Home Mondo Giornalista interrompe il tg russo con un cartello contro la guerra: risulta scomparsa

Giornalista interrompe il tg russo con un cartello contro la guerra: risulta scomparsa

di Loredana Lovisi

Risulta scomparsa Marina Ovsyannikova, la giornalista dell’emittente televisiva russa Channel One per la quale ha lavorato per anni promuovendo la propaganda del Cremlino: ha interrotto il telegiornale russo con un cartello anti-guerra, facendosi così arrestare.

La donna, in un video pubblicato poche ore prima del suo arresto, si è dichiarata pentita di aver diffuso in questi anni false notizie in televisione, portando alla creazione di un popolo russo passivo nei confronti del regime di Putin.

La giornalista ha interrotto il telegiornale serale del primo canale televisivo russo, esibendo un cartello con la scritta “Fermate la guerra.

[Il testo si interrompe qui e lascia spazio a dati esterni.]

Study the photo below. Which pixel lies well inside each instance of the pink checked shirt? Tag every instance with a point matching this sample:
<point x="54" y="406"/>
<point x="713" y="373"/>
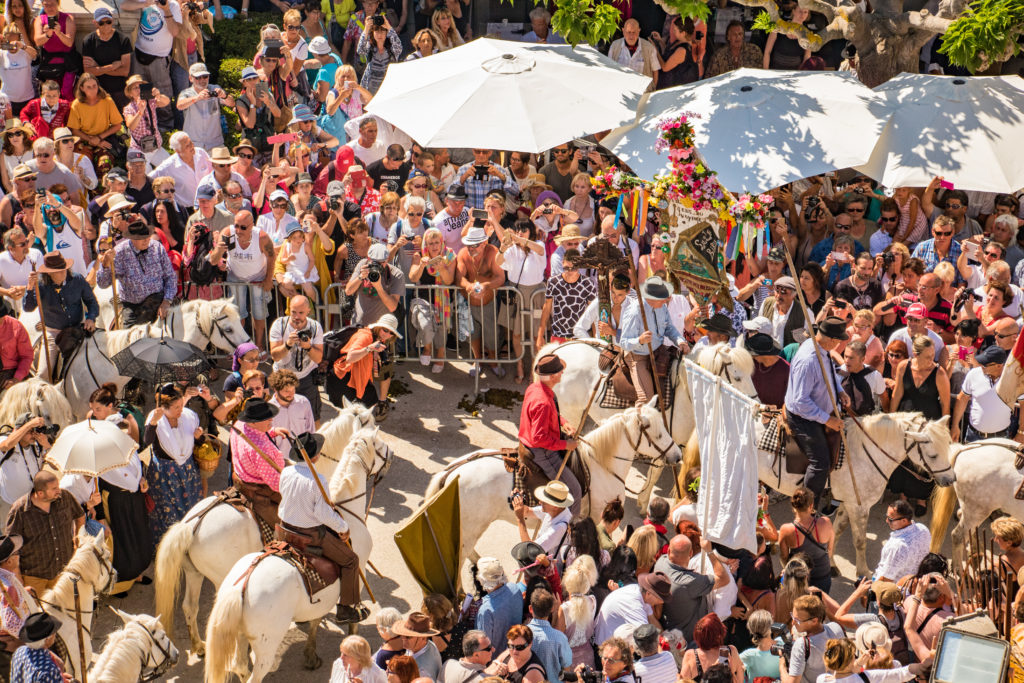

Non credete alla propaganda. Vi stanno mentendo”. La protesta è durata poco dato che la donna è stata subito oscurata ed arrestata, ma in breve tempo il video trasmesso è diventato virale in tutto il mondo.

A commentare quanto accaduto il presidente ucraino Volodymyr Zelensky, manifestando vicinanza verso chi si oppone alla censura russa: “Sono grato a quei russi che non smettono di cercare di divulgare la verità, che stanno lottando contro la disinformazione e raccontano fatti reali ai loro amici e alle loro famiglie. Sono grato a quella donna che è andata nello studio di Channel One con un cartello contro la guerra”.